The defendant argues that all the items seized in the apartment should have been suppressed as they were obtained pursuant to an invalid search warrant. He contends that there was no probable cause to support the issuance of the search warrant as there was no showing as to the informant's reliability or as to the underlying circumstances from which the informant reached his conclusions. Aguilar v. Texas, 378 U.S. 108, 84 S.Ct. 1509, 12 L.Ed.2d 723 (1964).

The search warrant was issued by the magistrate based on the following written affidavit:

'A confidential informant who has been proven reliable numerous times during past several weeks states that Mike Vanderbilt along with other subjects went to mexico and picked up a quantity of Marijuana and had it brought back into Phoenix. This information has been verified by U.S. Customs Agents and State Agents. The Marijuana was transferred from one car to another at Shea Blvd. and Scottsdale Rd. The Marijuana is now in the Apt. occupied by Jerry Malouf and Michael Van de Veer aka Mike Vanderbilt at 217 W.3rd. St. which is a two-story apartment on West end of apartment building.'

As this case arose before the 1970 amendment to A.R.S. § 13--1444 requiring that any oral testimony taken by the magistrate be recorded, transcribed or placed in written form to be signed by the testifying officer, both the written affidavit and the sworn oral testimony taken by the magistrate may be the basis for the issuance of a search warrant. State v. Boyer, 106 Ariz. 32, 33, 470 P.2d 439, 440 (1970).

Officer Dedman, an affiant on the affidavit, testified at the motion to suppress that he was placed under oath by the magistrate and provided information not on the affidavit.
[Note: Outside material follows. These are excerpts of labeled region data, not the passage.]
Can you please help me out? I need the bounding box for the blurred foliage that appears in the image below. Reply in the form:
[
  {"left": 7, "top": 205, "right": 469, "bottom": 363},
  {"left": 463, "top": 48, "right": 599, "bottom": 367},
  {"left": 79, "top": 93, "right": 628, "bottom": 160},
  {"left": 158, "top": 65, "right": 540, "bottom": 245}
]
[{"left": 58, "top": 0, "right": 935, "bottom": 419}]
He told the magistrate that the informant had recently been used in two felony arrests and that many of the details given by the informant had been verified and found to be true. He also told the magistrate that the informant had seen marijuana in the apartment on the day the warrant was issued; the officer did not have direct information on this fact but the informant had contacted his captain to this effect. The magistrate who issued the warrant testified that he had no independent recollection of the specifics of the conversation with Officer Dedman, but did recall being told that the apartment to be searched and the defendant had been under surveillance for a considerable length of time. He recalled being told that the officers had seen what they thought to be marijuana being transferred in and about the apartment on the day the warrant was issued. He testified that he was not told that the informant had been in the apartment. Officer Robinson, the other affiant on the affidavit, could not remember what was said to the magistrate at the time the warrant was issued.

The affidavit, together with the oral testimony which was not merely a reiteration of the information supplied on the face of the affidavit, provided the magistrate with adequate information to make an independent determination of the informant's credibility and the reliability of his information.
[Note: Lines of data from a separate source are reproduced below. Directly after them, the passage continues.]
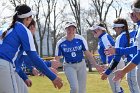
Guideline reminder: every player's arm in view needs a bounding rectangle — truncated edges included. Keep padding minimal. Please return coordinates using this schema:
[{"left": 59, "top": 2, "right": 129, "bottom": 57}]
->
[
  {"left": 115, "top": 46, "right": 137, "bottom": 55},
  {"left": 105, "top": 37, "right": 127, "bottom": 75}
]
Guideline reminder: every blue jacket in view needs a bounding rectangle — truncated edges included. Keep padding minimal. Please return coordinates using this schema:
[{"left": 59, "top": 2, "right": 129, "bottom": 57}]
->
[
  {"left": 0, "top": 22, "right": 56, "bottom": 80},
  {"left": 98, "top": 32, "right": 115, "bottom": 64}
]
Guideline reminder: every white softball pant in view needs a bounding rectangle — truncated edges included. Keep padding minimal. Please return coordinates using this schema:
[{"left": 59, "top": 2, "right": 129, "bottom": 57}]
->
[
  {"left": 126, "top": 68, "right": 140, "bottom": 93},
  {"left": 64, "top": 61, "right": 87, "bottom": 93},
  {"left": 137, "top": 64, "right": 140, "bottom": 89},
  {"left": 0, "top": 59, "right": 28, "bottom": 93},
  {"left": 108, "top": 59, "right": 125, "bottom": 93}
]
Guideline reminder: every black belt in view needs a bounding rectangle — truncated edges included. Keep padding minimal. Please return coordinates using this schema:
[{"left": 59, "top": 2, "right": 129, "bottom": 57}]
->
[{"left": 66, "top": 61, "right": 82, "bottom": 64}]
The informant's credibility is not merely presumed, as he had previously provided information resulting in two felony arrests, and one of the affiants had verified quite a bit of the information given him in this investigation. The informant's reliability is further enhanced as he had seen the marijuana on the premises the day the warrant was issued. State v. Ramos,11 Ariz.App. 196, 199, 463 P.2d 91, 94 (1970).
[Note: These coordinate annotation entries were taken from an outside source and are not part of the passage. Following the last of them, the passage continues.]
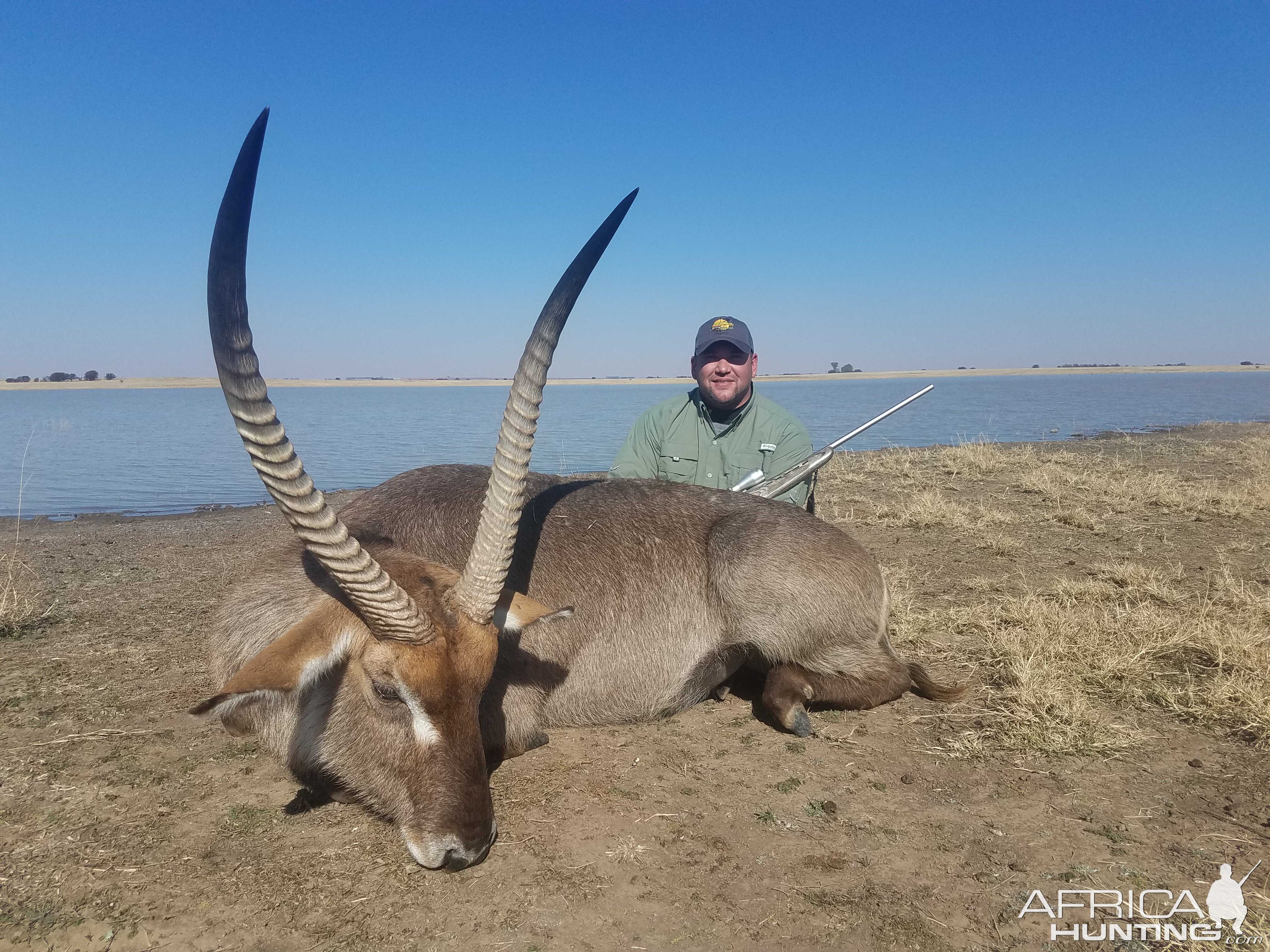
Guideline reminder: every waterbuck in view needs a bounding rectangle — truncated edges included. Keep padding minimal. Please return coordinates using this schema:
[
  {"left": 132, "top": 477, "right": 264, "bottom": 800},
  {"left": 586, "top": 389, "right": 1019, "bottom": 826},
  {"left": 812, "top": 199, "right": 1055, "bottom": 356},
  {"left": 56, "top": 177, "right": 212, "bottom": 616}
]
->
[{"left": 192, "top": 110, "right": 959, "bottom": 870}]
The reliability of the information is also supported by the affidavit and the oral sworn testimony. The magistrate was provided with sufficient detail to know that the informant was relying on more than casual rumor in obtaining his information. Spinelli v. United States, 393 U.S. 410, 416, 89 S.Ct. 584, 589, 21 L.Ed.2d 637, 644 (1969). Not only was there sufficient detail in the information provided but there is evidence that the informant acquired much of the information as an eyewitness. State v. Ramos, Supra, cf. State v. Byers, 16 Ariz.App. 3, 6, 490 P.2d 580, 583 (1971). While there was a conflict in the testimony at the preliminary hearing over whether the magistrate had been told that the informant had seen the marijuana at the apartment on the day the warrant was issued, the trial judge who heard and evaluated this evidence denied the motion to suppress. We will not override his findings as there was no clear abuse of discretion. State v. Boyer, 106 Ariz. 32, 34, 470 P.2d 439, 441 (1970).

There is a further attack on the warrant as the allegation made in the...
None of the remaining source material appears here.